1. 对输入参数进行基本检查——当范围太小时，你不会得到意外的输出等。
2. 支持负范围（不仅是从 0），例如从 -1000 到 500 的随机数等。
3. 预期行为：如果输入边界太小，当前最流行的答案将自行扩展范围（上限）。一个例子：获取指定范围从 0 到 10 的 10000 个唯一数字由于范围太小需要抛出错误（仅 10-0+1=11 个可能的唯一数字）。但是当前的最高答案会隐藏地将范围扩展到 10000。

I think, this is the most human approach (with using break from while loop), I explained it's mechanism in comments.

我认为，这是最人性化的方法（使用来自 while 循环的中断），我在评论中解释了它的机制。

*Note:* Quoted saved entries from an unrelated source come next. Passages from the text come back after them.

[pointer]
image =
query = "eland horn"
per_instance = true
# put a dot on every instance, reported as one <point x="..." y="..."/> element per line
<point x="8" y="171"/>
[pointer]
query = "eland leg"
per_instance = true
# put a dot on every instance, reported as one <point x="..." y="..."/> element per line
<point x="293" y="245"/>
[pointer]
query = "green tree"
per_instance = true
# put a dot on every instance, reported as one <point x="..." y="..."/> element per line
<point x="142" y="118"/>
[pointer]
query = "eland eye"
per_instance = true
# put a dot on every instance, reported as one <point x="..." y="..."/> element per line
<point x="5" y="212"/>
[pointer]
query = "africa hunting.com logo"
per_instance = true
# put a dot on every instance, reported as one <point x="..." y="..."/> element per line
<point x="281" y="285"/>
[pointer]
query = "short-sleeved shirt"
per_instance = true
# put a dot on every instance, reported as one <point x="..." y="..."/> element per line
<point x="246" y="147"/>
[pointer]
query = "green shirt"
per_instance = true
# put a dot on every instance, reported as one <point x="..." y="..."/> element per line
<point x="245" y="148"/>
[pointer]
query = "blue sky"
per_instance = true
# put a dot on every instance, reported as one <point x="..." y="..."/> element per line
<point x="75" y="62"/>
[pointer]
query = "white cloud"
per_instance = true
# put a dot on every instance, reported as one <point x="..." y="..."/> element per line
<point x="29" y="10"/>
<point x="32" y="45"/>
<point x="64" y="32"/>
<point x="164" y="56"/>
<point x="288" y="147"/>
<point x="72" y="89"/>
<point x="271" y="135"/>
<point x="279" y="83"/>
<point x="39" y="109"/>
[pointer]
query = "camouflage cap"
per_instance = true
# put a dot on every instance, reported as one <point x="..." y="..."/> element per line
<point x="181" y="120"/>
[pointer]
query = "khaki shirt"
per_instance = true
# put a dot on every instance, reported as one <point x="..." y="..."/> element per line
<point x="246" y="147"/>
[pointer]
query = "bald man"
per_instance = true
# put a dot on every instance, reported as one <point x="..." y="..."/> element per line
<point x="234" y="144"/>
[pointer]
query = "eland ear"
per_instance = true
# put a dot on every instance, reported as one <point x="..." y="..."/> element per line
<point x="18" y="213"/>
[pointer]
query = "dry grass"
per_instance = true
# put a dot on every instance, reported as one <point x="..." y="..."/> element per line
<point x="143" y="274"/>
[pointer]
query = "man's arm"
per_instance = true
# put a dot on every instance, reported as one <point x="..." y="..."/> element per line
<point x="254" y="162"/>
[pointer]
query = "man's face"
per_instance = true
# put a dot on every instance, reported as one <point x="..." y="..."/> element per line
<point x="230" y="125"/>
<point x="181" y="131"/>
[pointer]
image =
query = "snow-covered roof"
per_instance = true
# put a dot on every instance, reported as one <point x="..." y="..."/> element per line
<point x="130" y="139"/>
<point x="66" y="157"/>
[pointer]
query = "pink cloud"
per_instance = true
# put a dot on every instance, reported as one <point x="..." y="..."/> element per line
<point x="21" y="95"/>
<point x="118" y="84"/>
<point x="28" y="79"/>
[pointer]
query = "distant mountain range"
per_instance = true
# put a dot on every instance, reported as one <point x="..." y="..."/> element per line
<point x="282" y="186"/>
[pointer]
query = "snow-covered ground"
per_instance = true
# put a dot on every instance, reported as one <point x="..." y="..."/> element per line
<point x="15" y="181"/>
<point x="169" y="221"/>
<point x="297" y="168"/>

function generateRandomUniqueNumbersArray (limit) {

    //we need to store these numbers somewhere
    const array = new Array();
    //how many times we added a valid number (for if statement later)
    let counter = 0;

    //we will be generating random numbers until we are satisfied
    while (true) {

        //create that number
        const newRandomNumber = Math.floor(Math.random() * limit);

        //if we do not have this number in our array, we will add it
        if (!array.includes(newRandomNumber)) {
            array.push(newRandomNumber);
            counter++;
        }

        //if we have enought of numbers, we do not need to generate them anymore
        if (counter >= limit) {
            break;
        }
    }

    //now hand over this stuff
    return array;
}

You can of course add different limit (your amount) to the last 'if' statement, if you need less numbers, but be sure, that it is less or equal to the limit of numbers itself - otherwise it will be infinite loop.

如果您需要更少的数字，您当然可以在最后一个 'if' 语句中添加不同的限制（您的数量），但请确保它小于或等于数字本身的限制 - 否则将是无限循环。